“When we first got the idea for a service dog it was simply for mine and Jon’s benefit. Honestly. I specifically was absolutely exhausted. I had a level of trauma from watching Blake seize at night and being scared to miss one. At one of our neurologist appointments we were told about SUDEP. Sudden unexplained death in Epilepsy. It was a nonchalant conversation about how kids with epilepsy just die in their sleep. Like it’s no big deal. Almost DAILY I see a post in a parents of kids with epilepsy group of another child dying in their sleep from a seizure. Let that sink in for a second. The chances are substantially higher because 95% of Blake’s seizures are during his sleep. I was terrified of not watching him on the monitor all night long. For months I was watching him until midnight and then setting hourly alarms to make sure he was breathing. I was exhausted. I was teaching, taking care of two kids, and trying to just not totally lose my mind. So the dog was for our benefit.
Then as Blake started to get older, he began experiencing more and more issues. Behavioral, developmental, and educational. Jon and I were worried about what his future was going to look like. And we honestly still are. But I want to just give you a little insight behind the scenes.
Blake today attended his speech therapy for the first time with Barnett. Honestly his therapist is amazing, and so we weren’t concerned. However, she in the last few months has asked us to no longer sit in there because Blake was struggling with our presence. So as I drove Blake to therapy today, I was worried about how it was going to go because I can’t leave Barnett alone. We all compromised and I left the room but sat right outside the door watching their session on a camera. I knew if I needed to do anything at any point I could simply open the door and step in. But I never had to. Blake told Barnett to ‘sit’ and ‘down’ and Barnett essentially slept the entire session. Blake was SO proud when it was done. ‘I able to do Barnett whole time!’ Independence.
Additionally, everywhere we go now Blake says to anyone that stops us, ‘this is my service dog! He is a boy. His name is Barnett.’

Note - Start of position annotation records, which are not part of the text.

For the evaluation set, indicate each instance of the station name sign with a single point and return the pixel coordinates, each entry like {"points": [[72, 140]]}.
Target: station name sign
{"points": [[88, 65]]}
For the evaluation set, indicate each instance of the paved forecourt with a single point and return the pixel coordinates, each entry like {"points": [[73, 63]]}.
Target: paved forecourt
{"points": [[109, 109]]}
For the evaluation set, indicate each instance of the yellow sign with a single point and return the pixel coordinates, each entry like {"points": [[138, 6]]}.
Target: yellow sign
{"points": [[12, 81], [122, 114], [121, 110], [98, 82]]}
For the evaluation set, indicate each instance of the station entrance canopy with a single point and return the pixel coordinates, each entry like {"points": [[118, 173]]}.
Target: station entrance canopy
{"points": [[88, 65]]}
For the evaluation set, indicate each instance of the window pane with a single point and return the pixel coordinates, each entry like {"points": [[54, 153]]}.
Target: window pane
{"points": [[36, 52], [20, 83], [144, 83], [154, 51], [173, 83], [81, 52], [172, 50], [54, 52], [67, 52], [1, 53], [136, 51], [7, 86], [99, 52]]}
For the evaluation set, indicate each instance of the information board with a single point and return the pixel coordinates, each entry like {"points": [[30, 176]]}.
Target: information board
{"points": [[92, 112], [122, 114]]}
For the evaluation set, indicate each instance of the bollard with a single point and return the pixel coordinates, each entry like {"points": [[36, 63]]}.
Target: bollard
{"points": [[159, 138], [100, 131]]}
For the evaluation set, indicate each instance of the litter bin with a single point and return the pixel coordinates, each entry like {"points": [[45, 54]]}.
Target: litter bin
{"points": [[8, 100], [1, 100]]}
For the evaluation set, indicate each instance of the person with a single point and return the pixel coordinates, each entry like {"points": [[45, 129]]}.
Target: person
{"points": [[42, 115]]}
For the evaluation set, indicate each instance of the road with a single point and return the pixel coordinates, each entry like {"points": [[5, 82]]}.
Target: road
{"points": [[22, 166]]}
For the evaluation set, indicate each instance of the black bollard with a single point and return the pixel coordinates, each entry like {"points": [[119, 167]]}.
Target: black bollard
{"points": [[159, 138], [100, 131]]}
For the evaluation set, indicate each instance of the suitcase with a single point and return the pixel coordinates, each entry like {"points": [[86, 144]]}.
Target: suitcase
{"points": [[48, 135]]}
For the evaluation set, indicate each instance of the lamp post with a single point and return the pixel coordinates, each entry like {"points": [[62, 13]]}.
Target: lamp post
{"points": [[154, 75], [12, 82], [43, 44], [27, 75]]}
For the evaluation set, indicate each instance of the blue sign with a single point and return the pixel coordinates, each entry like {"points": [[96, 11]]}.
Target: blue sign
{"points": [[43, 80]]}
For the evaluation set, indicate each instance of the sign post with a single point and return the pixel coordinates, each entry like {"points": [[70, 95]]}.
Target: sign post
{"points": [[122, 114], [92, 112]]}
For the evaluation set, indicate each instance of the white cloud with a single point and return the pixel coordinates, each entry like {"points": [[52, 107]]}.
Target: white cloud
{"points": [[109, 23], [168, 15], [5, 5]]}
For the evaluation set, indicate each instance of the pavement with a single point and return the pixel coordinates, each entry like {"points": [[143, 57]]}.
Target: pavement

Those sentences are truly amazing for a kid who was essentially not speaking a year and a half ago. He was talking in two to three word phrases. He would never ever talk to someone in public because he was afraid they couldn’t understand him. But now he’s excitedly walking up to strangers and introducing himself.
Blake also has been melting down multiple times a day for numerous reasons. Either we can’t understand him, he is unhappy about something we did or simply because his brain is just totally overloaded. And now Blake has the ability to say ‘I need Barnett.’ And so we place Barnett over and Blake is able to calm himself down within a matter of minutes. Previously it could be two hours long of him crying and refusing to do anything. And now we’re stopping the issue in a matter of minutes. MINUTES.
So while Barnett may have been for my benefit at first, he is 100% for Blake’s benefit now. He is Blakes independence and chance at being a ‘normal’ kid.
The added benefit is that I just now get to sleep at night, too.
So while I know I have thanked and thanked everyone until your blue in the face, I just want everyone to truly see what a daily difference he is making for Blake and our family. I never could have expected the bond between a boy and a dog to come so naturally so quickly but it has. Barnett in the movie Nashville (that he’s named after) is known for caring about everyone’s health and well being. So how absolutely fitting that he is now taking care of Blake’s health and well being. A miracle worker with 4 legs.
….also, since I get asked this every time we go out he is absolutely worth every single penny of those $17,000. Promise.”